Minle (民乐镇 (民樂鎮, Mínlè Zhèn)) is a town in Jinggu Dai and Yi Autonomous County, Yunnan, China. As of the 2020 census it had a population of 26,423 and an area of 724.6 km2. The town is known for Baijiu, white tea and Bletilla striata.

==Administrative division==
As of 2016, the town is divided into nine villages:
- Baixiang (白象村)
- Minle (民乐村)
- Mangzhuan (芒专村)
- Wengkong (翁孔村)
- Dacun (大村村)
- Dahebian (大河边村)
- Gahu (嘎胡村)
- Taozishu (桃子树村)
- Xingmin (兴民村)

==Geography==
The town is situated at northwestern Jinggu Dai and Yi Autonomous County. The town shares a border with Yongping Town and Lincang to the southwest, Jinggu Town and Weiyuan Town to the southeast, and Zhenyuan Yi, Hani and Lahu Autonomous County to the north, and Town to the south.

The highest point is Niujian Mountain (牛尖山), elevation 2200 m. The lowest point is Xiyaozi (细腰子), which, at 880 m above sea level.

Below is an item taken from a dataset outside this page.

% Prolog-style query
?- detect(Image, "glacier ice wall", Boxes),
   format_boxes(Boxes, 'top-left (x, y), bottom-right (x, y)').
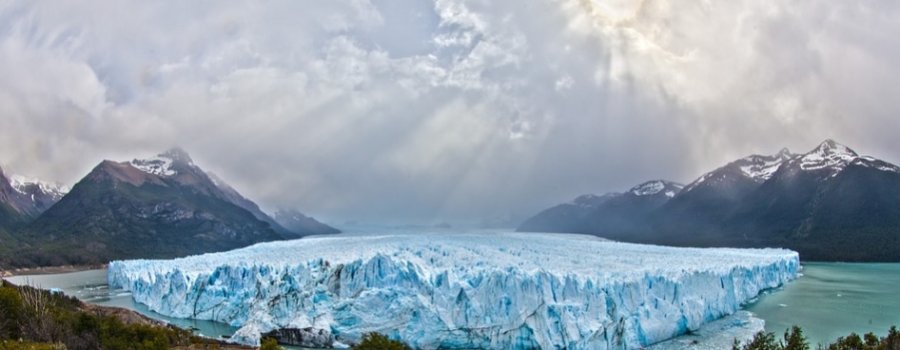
top-left (108, 232), bottom-right (799, 349)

The Minle River (民乐河) flows through the town.

==Economy==
The town's economy is based on nearby mineral resources and agricultural resources. The region mainly produce corn, rice, and potato. The region abounds with copper. Economic crops are mainly sugarcane, Bletilla striata, tobacco, white tea, coffee, and natural rubber. Baijiu production is also valuable to the local economy.

==Demographics==

As of 2020, the National Bureau of Statistics of China estimates the town's population now to be 26,423.

==Transportation==
The County Road J32 winds through the town.